L’image est forte, mais elle ne suffira pas à elle seule à dissiper les doutes. En se présentant ce mardi 4 aout 2026 au centre d’inscription des électeurs du Lycée de Pétion-Ville pour s’enregistrer sur le Registre électoral, le premier ministre Alix Didier Fils-Aimé a voulu poser un geste à la fois institutionnel et symbolique. À quelques mois des élections annoncées pour décembre, le chef du gouvernement entend démontrer que les autorités de la transition veulent elles-mêmes se soumettre aux règles qu’elles demandent aux citoyens de respecter.

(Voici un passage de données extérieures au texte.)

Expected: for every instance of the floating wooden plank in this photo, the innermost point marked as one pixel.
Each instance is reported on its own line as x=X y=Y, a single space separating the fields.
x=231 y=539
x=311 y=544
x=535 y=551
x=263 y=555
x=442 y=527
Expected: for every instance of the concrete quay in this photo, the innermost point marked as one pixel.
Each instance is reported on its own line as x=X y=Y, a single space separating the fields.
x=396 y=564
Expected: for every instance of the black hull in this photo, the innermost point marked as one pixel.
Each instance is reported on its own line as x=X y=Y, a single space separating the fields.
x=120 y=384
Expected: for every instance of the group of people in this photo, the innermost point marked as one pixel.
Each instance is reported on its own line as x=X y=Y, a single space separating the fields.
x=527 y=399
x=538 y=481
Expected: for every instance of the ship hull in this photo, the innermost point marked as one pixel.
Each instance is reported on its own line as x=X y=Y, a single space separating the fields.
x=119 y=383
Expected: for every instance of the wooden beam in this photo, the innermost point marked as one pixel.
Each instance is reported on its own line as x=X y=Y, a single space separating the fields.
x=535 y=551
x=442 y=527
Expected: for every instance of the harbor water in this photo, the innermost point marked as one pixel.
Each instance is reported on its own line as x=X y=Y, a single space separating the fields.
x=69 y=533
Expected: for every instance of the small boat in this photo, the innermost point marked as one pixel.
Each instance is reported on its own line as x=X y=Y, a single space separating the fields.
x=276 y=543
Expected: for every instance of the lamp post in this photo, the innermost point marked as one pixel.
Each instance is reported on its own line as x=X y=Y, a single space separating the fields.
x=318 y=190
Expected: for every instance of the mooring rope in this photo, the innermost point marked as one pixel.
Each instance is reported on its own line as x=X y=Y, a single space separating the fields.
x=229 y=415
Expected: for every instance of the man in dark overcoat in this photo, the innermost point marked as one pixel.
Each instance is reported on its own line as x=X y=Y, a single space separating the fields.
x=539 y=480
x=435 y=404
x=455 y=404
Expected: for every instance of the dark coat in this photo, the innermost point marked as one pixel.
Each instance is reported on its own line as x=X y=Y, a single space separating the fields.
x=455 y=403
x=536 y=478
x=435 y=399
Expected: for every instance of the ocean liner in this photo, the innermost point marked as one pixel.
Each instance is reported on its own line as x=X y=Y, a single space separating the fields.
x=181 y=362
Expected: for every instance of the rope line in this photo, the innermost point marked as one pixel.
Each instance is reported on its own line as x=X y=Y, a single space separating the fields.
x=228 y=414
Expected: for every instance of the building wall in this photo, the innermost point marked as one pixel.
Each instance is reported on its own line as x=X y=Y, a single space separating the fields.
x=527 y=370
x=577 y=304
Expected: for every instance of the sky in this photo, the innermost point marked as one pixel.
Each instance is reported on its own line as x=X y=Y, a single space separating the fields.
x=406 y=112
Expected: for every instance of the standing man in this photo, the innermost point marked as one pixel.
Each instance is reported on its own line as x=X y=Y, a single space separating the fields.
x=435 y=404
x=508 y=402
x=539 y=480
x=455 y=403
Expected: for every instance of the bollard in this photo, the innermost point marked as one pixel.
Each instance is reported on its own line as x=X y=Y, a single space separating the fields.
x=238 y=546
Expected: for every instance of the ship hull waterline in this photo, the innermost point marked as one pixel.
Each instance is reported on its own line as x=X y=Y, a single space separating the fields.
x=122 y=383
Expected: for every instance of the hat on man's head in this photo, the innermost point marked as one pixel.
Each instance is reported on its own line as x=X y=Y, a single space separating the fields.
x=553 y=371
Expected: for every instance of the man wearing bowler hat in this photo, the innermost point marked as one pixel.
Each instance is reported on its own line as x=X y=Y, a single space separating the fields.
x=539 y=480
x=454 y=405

Ce déplacement intervient alors que le Conseil électoral provisoire (CEP) a lancé le processus d’inscription des électeurs même si, dans les départements de l’Ouest, de l’Artibonite et du Centre, plusieurs communes ne peuvent pas s’adonner à cet exercice car elles sont sous le contrôle quasi-totale des bandits.
Mais pour le gouvernement, l’objectif est d’encourager une participation massive et convaincre une population que le processus engagé cette fois-ci ira à son terme.
« J’ai accompli mon devoir comme tout citoyen », a déclaré Alix Didier Fils-Aimé après son inscription, tout en affirmant que son gouvernement mettrait en œuvre toutes les dispositions nécessaires pour accompagner le CEP.
Il a également insisté sur un message à forte portée politique : « C’est l’État haïtien qui organise ces élections ». Une affirmation destinée à réaffirmer la souveraineté nationale dans un contexte où la communauté internationale demeure fortement impliquée dans l’accompagnement de la transition.
Au-delà du symbole, cette démarche soulève toutefois plusieurs interrogations. L’inscription du premier ministre constitue un signal positif en faveur du civisme, mais elle ne répond pas aux principaux défis qui conditionnent la crédibilité du futur scrutin.
Dans de nombreuses communes, l’insécurité continue de limiter la circulation des citoyens et l’accès aux services publics. Des quartiers entiers de la région métropolitaine demeurent sous l’influence de groupes armés, tandis que des centaines de milliers de personnes déplacées vivent loin de leur lieu de résidence habituel, compliquant leur participation au processus électoral.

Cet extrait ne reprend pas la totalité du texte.